Enabling secret scanning as a push protection in an organization for a custom pattern

Before enabling push protection for a custom pattern at organization level, you must ensure that you enable secret scanning for the repositories that you want to scan in your organization. To enable secret scanning on all repositories in your organization, see "Managing security and analysis settings for your organization."

  1. In the upper-right corner of GitHub, select your profile photo, then click Your organizations.

  2. Next to the organization, click Settings.

  3. In the "Security" section of the sidebar, click Code security and analysis.

    Note

    If your organization is enrolled in the security configurations and global settings public beta, instead of "Code security and analysis", you will see a "Code security" dropdown menu. Select Code security, then click Global settings. For next steps on managing custom patterns for your organization with global settings, see "Configuring global security settings for your organization." For information on enabling push protection for specific custom patterns, reference the following steps.

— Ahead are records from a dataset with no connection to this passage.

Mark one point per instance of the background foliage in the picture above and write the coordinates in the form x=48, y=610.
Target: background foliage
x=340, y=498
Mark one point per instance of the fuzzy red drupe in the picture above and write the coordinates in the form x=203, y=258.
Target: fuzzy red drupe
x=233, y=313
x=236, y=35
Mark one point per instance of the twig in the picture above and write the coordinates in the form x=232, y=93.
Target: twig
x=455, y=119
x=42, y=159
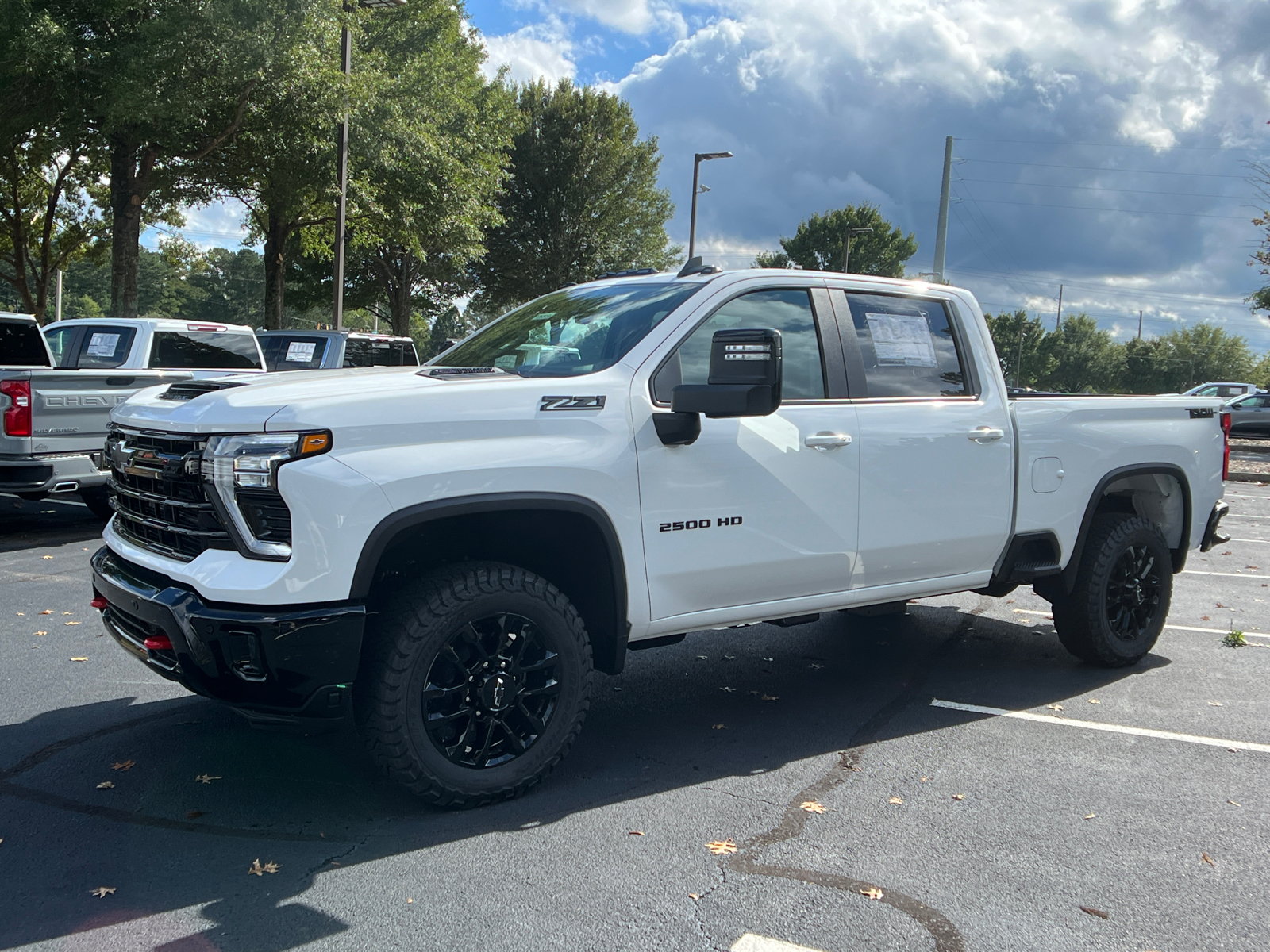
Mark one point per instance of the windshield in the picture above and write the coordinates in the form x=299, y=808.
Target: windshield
x=571, y=332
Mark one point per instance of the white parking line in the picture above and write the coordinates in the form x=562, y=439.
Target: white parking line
x=749, y=942
x=1226, y=575
x=1108, y=727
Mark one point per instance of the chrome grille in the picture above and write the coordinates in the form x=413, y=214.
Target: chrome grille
x=158, y=492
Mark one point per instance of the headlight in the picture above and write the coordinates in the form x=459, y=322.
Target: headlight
x=243, y=473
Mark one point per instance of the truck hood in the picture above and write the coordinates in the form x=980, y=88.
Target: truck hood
x=276, y=401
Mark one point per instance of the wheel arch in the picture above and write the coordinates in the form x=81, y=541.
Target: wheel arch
x=565, y=539
x=1102, y=501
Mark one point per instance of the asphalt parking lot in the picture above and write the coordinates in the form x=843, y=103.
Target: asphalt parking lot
x=1086, y=825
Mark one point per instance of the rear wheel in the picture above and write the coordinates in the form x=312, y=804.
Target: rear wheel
x=476, y=685
x=1123, y=587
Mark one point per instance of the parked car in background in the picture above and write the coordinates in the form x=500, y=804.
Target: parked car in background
x=1250, y=416
x=1225, y=390
x=154, y=343
x=56, y=406
x=332, y=349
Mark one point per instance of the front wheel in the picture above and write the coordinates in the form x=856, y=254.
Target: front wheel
x=1123, y=587
x=476, y=685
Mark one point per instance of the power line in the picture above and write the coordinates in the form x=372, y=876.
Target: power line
x=1124, y=211
x=1100, y=188
x=1103, y=168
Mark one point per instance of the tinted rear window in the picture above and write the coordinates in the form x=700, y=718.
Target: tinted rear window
x=105, y=347
x=294, y=352
x=201, y=349
x=22, y=346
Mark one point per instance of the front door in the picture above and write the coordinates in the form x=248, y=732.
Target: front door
x=937, y=444
x=760, y=508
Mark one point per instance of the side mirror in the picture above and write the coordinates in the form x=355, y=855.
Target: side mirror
x=745, y=376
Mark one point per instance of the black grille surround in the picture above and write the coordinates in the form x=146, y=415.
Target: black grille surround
x=160, y=501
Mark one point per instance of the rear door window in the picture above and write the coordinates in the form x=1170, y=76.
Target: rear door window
x=294, y=352
x=21, y=346
x=907, y=346
x=202, y=349
x=105, y=348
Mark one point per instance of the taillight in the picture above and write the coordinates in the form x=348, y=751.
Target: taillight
x=17, y=418
x=1226, y=441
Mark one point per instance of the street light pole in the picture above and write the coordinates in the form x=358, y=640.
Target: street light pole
x=346, y=59
x=846, y=245
x=696, y=167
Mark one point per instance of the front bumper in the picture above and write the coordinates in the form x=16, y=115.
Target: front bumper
x=273, y=664
x=51, y=473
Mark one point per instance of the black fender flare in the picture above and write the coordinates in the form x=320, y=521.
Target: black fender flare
x=1179, y=554
x=609, y=653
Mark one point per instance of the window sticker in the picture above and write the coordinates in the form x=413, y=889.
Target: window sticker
x=902, y=340
x=102, y=344
x=300, y=352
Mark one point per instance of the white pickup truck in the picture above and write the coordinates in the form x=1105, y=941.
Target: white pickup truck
x=450, y=551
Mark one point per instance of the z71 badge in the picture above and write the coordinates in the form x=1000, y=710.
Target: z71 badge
x=596, y=403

  4. Under "Code security and analysis", find "GitHub Advanced Security."

  5. Under "Secret scanning", under "Custom patterns", click for the pattern of interest.

  6. To enable push protection for your custom pattern, scroll down to "Push Protection", and click Enable.

    Notes:

    • The option to enable push protection is visible for published patterns only.
    • Push protection for custom patterns will only apply to repositories in your organization that have secret scanning as push protection enabled. For more information, see "About push protection."
    • Enabling push protection for commonly found custom patterns can be disruptive to contributors.

    Screenshot of the "Push protection" section of the custom pattern page. A button, labeled "Enable", is outlined in dark orange.

Enabling secret scanning as a push protection in a repository for a custom pattern

Before enabling push protection for a custom pattern at repository level, you must define the custom pattern for the repository, and test it in the repository. For more information, see "Defining custom patterns for secret scanning."

  1. On GitHub, navigate to the main page of the repository.

  2. Under your repository name, click Settings. If you cannot see the "Settings" tab, select the dropdown menu, then click Settings.

    Screenshot of a repository header showing the tabs. The "Settings" tab is highlighted by a dark orange outline.

  3. In the "Security" section of the sidebar, click Code security and analysis.

  4. Under "Code security and analysis", find "GitHub Advanced Security."

  5. Under "Secret scanning", under "Custom patterns", click for the pattern of interest.

  6. To enable push protection for your custom pattern, scroll down to "Push Protection", and click Enable.

    Note

    The option to enable push protection is visible for published patterns only.

    Screenshot of the "Push protection" section of the custom pattern page. A button, labeled "Enable", is outlined in dark orange.